The Dubious Thursday Beery News Notes For That Great Twitter Exodus

It’s been crazy out there. Election results are in. What the heck happened, other than we all have a new leader? And we say the end of that freakish warm streak that saw the garlic sitting around for an extra month before I got it in the ground. And Bills even lost to the Jets. My buddy Ben was there, went hard.. and then suffered. The beer was both a good choice and not maybe such a good choice. I understand this is in fact not live action footage from later that night. But it might  be similar. Me, I am too old to get up to stuff like this.
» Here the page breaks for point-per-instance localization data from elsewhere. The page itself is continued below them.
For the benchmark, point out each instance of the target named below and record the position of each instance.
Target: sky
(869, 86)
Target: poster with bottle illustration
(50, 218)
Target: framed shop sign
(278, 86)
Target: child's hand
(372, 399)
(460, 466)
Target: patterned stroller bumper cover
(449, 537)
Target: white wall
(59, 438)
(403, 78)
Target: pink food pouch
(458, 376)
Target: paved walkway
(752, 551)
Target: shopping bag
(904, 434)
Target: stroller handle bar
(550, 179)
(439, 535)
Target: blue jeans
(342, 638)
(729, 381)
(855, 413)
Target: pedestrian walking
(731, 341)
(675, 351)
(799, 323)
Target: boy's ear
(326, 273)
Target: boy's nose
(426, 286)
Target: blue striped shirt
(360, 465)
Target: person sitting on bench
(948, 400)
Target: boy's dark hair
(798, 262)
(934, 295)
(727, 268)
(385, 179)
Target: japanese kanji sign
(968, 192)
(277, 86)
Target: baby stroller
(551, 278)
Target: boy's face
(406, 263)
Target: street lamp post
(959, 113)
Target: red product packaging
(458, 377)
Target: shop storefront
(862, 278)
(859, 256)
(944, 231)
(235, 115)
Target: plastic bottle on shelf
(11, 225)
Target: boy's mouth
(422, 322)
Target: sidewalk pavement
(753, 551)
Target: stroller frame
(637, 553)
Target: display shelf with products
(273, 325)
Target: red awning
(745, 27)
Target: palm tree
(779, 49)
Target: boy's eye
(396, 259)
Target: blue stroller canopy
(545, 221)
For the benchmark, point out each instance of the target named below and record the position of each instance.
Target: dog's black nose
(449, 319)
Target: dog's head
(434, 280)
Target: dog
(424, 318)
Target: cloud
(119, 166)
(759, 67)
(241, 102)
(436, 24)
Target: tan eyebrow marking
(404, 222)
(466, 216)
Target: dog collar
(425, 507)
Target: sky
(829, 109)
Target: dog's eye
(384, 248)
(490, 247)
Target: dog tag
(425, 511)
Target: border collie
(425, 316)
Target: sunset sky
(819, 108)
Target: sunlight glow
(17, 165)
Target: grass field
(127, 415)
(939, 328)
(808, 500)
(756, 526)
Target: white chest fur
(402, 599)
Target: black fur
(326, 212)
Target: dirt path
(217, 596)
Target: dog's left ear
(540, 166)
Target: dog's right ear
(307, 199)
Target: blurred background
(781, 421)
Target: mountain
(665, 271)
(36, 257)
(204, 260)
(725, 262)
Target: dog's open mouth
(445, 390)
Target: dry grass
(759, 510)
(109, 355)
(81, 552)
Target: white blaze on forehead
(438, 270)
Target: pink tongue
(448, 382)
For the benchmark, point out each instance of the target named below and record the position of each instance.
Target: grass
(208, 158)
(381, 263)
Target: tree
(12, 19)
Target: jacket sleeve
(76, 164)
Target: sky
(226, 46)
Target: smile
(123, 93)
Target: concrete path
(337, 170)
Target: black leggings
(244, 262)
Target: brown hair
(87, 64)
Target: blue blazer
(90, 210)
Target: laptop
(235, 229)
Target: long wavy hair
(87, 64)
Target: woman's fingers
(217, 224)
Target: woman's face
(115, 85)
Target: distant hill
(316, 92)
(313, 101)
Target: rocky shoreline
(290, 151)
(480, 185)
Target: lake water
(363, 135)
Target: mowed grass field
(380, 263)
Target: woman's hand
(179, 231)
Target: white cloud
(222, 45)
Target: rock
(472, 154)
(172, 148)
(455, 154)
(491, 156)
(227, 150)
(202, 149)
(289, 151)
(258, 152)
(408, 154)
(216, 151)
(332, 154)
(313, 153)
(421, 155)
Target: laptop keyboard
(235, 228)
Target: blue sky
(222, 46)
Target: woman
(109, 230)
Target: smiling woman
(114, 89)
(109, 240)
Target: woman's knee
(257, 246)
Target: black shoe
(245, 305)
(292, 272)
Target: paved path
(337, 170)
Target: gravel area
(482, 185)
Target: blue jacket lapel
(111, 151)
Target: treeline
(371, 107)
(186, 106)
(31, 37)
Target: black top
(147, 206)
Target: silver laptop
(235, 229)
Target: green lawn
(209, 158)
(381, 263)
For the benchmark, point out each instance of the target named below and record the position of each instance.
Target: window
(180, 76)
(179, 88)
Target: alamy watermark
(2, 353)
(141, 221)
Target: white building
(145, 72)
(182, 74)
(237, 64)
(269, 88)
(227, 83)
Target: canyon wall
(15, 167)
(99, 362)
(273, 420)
What’s up? Brewery altitude, that’s what!* That was in fact a new subject raised this week. A new one in Bavaria at 2,244m it will be the highest brewery in Europe.  Lion Stout was also brewed at height in Sri Lanka… until it wasn’t:

They don’t any more, having transferred down to sea level, but they and all the other high-altitude breweries in British India, all over 2,000 metres up, in the Himalayan foothills and the Nilgiri Hills in the south, had the same problem, and had to do 3-hour boils of the wort.

I’d be needing the meters above sea level listed on every can of beer I buy now. Aaaannnnd what else? Brewdog. Not again. Sells its beer in Qatar through the state. Set to make zillions broadcasting the World Cup in its pubs. And then pretends to take the high road. I know no one cares as we’ve all been here before but the moments need to be recorded because otherwise no one would believe it. Plus – the beer may well suck as well.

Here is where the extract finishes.